Are Winter or Summer Waves Better in Montauk?

winter sunset session at Ditch

It was mid-afternoon in early December of the quite-universally-agreed-upon-wretched-year of 2020. The sun was shining low and strong across the sea and sand of Ditch Plains and the air was a crispy 35 degrees. The dark green water at the jetty had just formed into a rideable wave right before my eyes, and the wind of the nor’easter had finally just calmed down. So I decided to go back to the house and wedge my winter weight into a 4:3 suit and haul my board out of the basement.

So there I was, standing in my booties and hood, rubbing a fresh bar of cold water wax onto the frozen fiberglass surface with such enthusiasm and pent up surf urgency that I was noticeably breaking the silence of my surroundings. This exact spot in the summer is normally packed with beachgoers and surfers, but right now it was tranquil and empty except for me–and the birds.

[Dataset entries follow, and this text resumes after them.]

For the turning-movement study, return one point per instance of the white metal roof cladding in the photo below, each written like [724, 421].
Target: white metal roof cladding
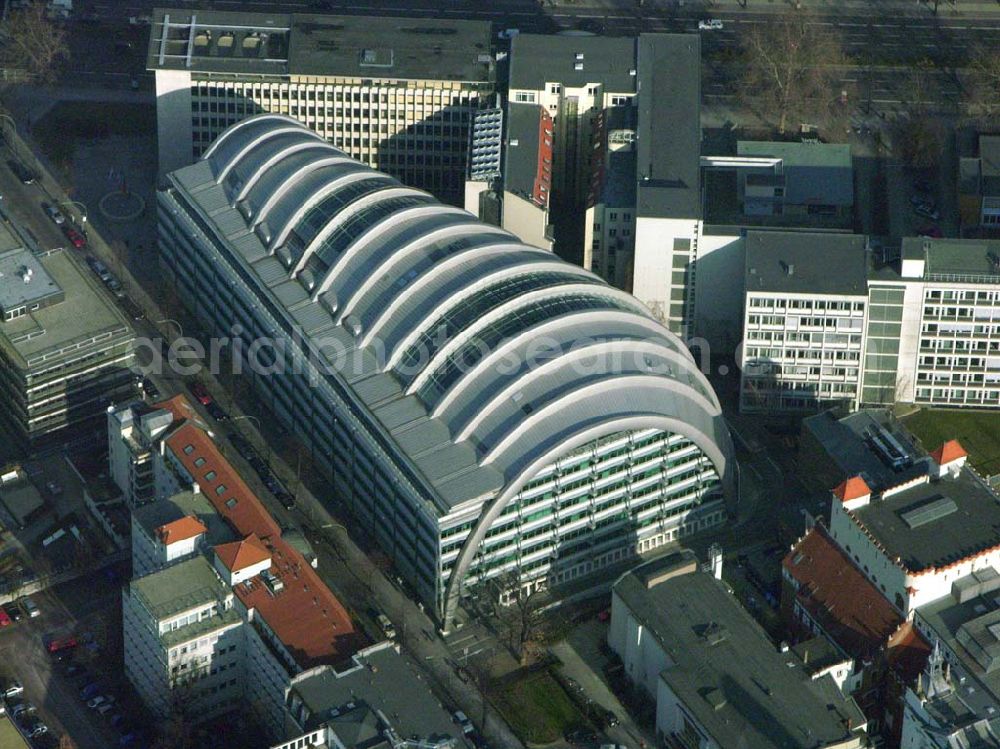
[481, 358]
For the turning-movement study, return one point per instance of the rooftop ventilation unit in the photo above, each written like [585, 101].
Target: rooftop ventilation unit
[274, 584]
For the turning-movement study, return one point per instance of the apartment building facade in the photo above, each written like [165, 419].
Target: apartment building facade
[625, 195]
[223, 611]
[529, 483]
[65, 350]
[923, 327]
[396, 94]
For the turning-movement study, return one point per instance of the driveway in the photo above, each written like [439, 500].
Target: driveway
[582, 660]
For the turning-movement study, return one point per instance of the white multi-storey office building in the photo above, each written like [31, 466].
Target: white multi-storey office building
[410, 348]
[827, 319]
[398, 94]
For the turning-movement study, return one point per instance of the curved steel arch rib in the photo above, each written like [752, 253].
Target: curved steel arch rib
[621, 423]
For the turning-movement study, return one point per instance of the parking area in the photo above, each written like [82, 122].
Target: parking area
[60, 669]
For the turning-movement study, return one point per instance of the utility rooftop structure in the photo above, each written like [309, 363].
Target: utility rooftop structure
[717, 678]
[397, 93]
[65, 351]
[363, 705]
[610, 444]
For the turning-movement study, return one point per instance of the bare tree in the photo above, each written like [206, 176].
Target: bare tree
[917, 140]
[791, 67]
[981, 85]
[33, 43]
[517, 611]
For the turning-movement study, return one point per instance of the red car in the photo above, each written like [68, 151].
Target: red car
[75, 237]
[200, 392]
[66, 643]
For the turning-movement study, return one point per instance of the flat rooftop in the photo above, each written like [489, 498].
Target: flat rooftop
[521, 149]
[10, 737]
[970, 631]
[179, 587]
[372, 684]
[668, 142]
[848, 442]
[799, 154]
[24, 281]
[195, 504]
[975, 258]
[728, 673]
[815, 263]
[310, 621]
[41, 337]
[539, 59]
[935, 524]
[294, 44]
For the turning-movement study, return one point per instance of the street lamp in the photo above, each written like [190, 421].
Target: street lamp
[80, 207]
[260, 433]
[180, 328]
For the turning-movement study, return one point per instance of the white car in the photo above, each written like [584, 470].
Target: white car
[13, 690]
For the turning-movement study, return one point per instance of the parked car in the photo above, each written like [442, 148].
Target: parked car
[385, 624]
[29, 607]
[27, 176]
[25, 708]
[580, 736]
[62, 643]
[89, 690]
[99, 268]
[37, 730]
[134, 310]
[149, 388]
[216, 411]
[286, 498]
[54, 213]
[114, 286]
[199, 391]
[75, 238]
[463, 722]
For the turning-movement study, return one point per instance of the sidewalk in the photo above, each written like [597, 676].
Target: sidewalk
[874, 8]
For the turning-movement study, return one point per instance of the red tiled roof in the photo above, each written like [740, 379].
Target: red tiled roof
[852, 488]
[239, 555]
[949, 451]
[180, 407]
[308, 619]
[180, 530]
[839, 597]
[908, 651]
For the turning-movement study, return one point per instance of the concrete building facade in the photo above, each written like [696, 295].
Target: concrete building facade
[396, 94]
[928, 320]
[463, 470]
[223, 611]
[718, 681]
[65, 350]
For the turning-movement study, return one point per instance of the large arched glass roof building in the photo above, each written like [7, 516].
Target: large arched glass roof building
[486, 409]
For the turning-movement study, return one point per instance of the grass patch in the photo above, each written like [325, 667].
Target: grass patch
[537, 708]
[70, 121]
[978, 431]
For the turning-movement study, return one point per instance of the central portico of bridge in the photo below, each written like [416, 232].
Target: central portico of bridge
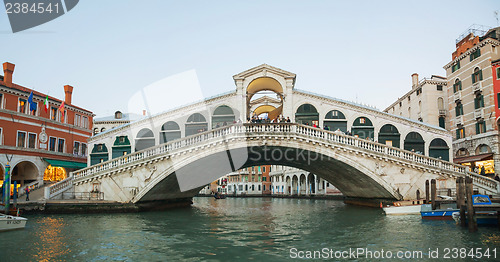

I left my board resting on the wooden bench as I ran back to put the wax in the truck and grab my thick winter neoprene mittens. An elderly woman appeared out of nowhere and when she saw me flying around in my frenzy and she turned around and said, “Are the waves better in the summer or the winter?”

I honestly had to stop in my tracks. I did not have time for a question like this. This question was too complex to answer, there were far too many factors to consider, too many aspects to analyze, but I wanted to appease her. So I paused for a second and then said “Winter, because there are less people.”

Anyone who surfs will admit that surfing is far better with less people in the water, because you simply have more opportunities to ride a wave. So, while I love the social side of surfing in the summer, the isolation and sheer emptiness of the winter ocean is compelling, even with those drawbacks of frozen toes, fingers and nose. So, into the freezing 53 degree sea we go!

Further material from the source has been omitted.